Le Département de la Sécurité intérieure (DHS) libère souvent les migrants au milieu de nulle part, parfois du jour au lendemain, et parfois sans possibilité d’appeler à l’aide. Certains sont morts après leur libération, notamment Nurul Amin Shah Alam, un réfugié rohingya malvoyant de 56 ans que les agents de la patrouille frontalière ont abandonné un soir de février par des températures glaciales à la périphérie de Buffalo, dans l’État de New York. Sa mort a ensuite été qualifiée d’homicide. Le mois suivant, Daphy Michel, une Haïtienne de 31 ans, est morte de froid après avoir été relâchée de la même manière dans des conditions hivernales rigoureuses à Pittsburgh, en Pennsylvanie, alors qu’elle traversait une crise de santé mentale et ne portait que des vêtements d’été.

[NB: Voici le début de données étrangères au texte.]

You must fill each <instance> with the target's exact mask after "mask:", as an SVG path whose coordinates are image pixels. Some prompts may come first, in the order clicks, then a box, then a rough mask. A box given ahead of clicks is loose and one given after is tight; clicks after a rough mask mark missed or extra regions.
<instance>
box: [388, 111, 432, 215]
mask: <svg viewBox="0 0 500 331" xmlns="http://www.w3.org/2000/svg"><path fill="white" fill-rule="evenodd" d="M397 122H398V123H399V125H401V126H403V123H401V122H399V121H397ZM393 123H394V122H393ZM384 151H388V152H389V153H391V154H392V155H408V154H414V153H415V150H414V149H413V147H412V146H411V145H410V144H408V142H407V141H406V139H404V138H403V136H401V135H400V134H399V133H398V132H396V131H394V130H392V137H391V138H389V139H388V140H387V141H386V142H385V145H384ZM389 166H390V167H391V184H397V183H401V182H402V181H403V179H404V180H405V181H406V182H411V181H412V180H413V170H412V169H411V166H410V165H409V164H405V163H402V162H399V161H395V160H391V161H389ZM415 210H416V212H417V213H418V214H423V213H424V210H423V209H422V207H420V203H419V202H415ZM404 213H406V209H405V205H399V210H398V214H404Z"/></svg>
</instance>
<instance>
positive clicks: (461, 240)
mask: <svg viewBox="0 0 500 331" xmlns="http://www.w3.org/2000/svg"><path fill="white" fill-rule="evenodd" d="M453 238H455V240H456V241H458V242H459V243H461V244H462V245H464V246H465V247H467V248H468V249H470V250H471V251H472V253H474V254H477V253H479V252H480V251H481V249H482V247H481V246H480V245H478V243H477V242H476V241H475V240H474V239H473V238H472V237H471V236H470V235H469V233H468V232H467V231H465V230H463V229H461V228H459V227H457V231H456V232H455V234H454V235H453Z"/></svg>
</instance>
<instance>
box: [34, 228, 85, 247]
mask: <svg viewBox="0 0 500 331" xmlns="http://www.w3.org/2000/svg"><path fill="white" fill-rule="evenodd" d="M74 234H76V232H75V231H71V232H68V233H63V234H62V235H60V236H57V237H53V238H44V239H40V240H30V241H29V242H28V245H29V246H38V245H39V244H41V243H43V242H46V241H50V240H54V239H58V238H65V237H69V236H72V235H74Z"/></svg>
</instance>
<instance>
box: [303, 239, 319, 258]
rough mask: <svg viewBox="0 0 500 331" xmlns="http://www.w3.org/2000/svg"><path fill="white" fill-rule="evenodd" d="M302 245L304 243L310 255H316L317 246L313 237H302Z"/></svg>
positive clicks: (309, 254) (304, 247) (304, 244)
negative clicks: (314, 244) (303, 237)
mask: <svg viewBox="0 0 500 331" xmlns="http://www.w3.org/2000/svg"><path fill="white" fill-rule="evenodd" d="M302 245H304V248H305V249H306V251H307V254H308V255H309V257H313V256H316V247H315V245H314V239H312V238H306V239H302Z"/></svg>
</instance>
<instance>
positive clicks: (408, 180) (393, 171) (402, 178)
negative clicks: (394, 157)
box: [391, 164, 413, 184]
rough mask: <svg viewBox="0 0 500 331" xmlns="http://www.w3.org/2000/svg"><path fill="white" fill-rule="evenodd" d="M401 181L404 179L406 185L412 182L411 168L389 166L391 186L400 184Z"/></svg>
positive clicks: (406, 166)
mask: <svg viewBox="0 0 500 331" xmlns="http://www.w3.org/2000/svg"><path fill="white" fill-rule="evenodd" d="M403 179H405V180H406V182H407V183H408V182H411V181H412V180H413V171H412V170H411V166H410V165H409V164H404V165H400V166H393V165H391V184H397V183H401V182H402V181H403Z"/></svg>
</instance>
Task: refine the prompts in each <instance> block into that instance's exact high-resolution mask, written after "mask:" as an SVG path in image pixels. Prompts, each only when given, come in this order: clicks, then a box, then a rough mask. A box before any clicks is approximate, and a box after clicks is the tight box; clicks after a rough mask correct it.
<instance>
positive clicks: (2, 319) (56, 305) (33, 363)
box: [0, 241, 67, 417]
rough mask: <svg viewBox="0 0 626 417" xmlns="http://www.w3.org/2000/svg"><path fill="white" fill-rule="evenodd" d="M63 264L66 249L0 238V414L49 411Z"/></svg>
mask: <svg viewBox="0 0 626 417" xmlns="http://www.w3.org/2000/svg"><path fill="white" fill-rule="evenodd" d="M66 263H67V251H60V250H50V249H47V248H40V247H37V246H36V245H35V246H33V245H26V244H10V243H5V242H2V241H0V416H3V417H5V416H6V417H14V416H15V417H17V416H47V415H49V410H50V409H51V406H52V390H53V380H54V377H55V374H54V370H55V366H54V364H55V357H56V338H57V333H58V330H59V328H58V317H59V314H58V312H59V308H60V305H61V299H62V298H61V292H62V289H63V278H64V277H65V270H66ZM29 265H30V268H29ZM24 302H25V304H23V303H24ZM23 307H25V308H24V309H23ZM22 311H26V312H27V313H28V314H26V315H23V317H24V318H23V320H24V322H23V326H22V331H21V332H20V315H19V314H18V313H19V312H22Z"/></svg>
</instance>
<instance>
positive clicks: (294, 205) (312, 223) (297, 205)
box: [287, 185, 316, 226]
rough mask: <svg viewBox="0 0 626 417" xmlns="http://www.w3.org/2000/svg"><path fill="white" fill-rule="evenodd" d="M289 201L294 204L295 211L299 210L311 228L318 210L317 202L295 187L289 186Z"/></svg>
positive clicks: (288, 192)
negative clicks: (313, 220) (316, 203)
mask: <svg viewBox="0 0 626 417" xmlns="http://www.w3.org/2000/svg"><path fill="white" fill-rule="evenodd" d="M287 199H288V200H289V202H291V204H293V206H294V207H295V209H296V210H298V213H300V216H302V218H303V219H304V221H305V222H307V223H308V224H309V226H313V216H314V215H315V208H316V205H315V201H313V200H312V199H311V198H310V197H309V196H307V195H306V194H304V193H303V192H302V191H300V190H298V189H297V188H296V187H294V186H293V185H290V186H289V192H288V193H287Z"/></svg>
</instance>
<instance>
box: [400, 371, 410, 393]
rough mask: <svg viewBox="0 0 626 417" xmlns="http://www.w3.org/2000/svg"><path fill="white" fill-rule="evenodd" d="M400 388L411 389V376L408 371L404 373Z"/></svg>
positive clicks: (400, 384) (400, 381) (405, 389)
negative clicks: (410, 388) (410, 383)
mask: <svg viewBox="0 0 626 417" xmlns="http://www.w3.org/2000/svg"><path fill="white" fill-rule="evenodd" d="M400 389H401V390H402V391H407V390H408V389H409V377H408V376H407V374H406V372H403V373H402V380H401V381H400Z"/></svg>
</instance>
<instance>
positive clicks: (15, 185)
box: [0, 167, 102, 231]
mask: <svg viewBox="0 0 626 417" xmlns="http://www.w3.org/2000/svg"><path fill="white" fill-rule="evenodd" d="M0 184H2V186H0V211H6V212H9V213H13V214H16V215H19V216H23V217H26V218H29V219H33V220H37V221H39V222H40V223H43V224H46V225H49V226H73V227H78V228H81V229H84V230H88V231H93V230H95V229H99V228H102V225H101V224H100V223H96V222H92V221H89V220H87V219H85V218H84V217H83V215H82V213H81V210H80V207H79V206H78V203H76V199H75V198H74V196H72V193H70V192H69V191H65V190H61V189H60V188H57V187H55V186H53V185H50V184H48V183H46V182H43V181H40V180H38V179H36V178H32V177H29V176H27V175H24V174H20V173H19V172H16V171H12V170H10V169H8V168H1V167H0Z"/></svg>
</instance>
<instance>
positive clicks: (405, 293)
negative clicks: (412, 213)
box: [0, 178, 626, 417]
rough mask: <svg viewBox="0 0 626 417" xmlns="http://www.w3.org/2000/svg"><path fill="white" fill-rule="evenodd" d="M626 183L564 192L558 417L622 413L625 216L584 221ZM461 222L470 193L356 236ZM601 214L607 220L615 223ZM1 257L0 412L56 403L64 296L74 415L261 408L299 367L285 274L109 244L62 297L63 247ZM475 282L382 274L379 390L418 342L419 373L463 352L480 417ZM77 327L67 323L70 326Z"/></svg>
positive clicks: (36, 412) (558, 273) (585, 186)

Sa mort a également été considérée comme un homicide et sa famille a annoncé son intention de poursuivre en justice.
Une fois que les bénévoles locaux ont localisé une personne à l’extérieur des installations de Burlington, ils peuvent l’aider à se rendre à une gare ferroviaire ou routière ou servir de premier maillon dans une plus grande chaîne de chauffeurs qui aident à ramener la personne à la maison. Parfois, a déclaré Arzt, des bénévoles s’arrêtent sur le chemin pour aider une personne à acheter des produits de première nécessité, comme des vêtements chauds en hiver et de l’eau en bouteille, des collations et des articles de toilette, ou les bénévoles apportent un sac à dos déjà rempli de fournitures.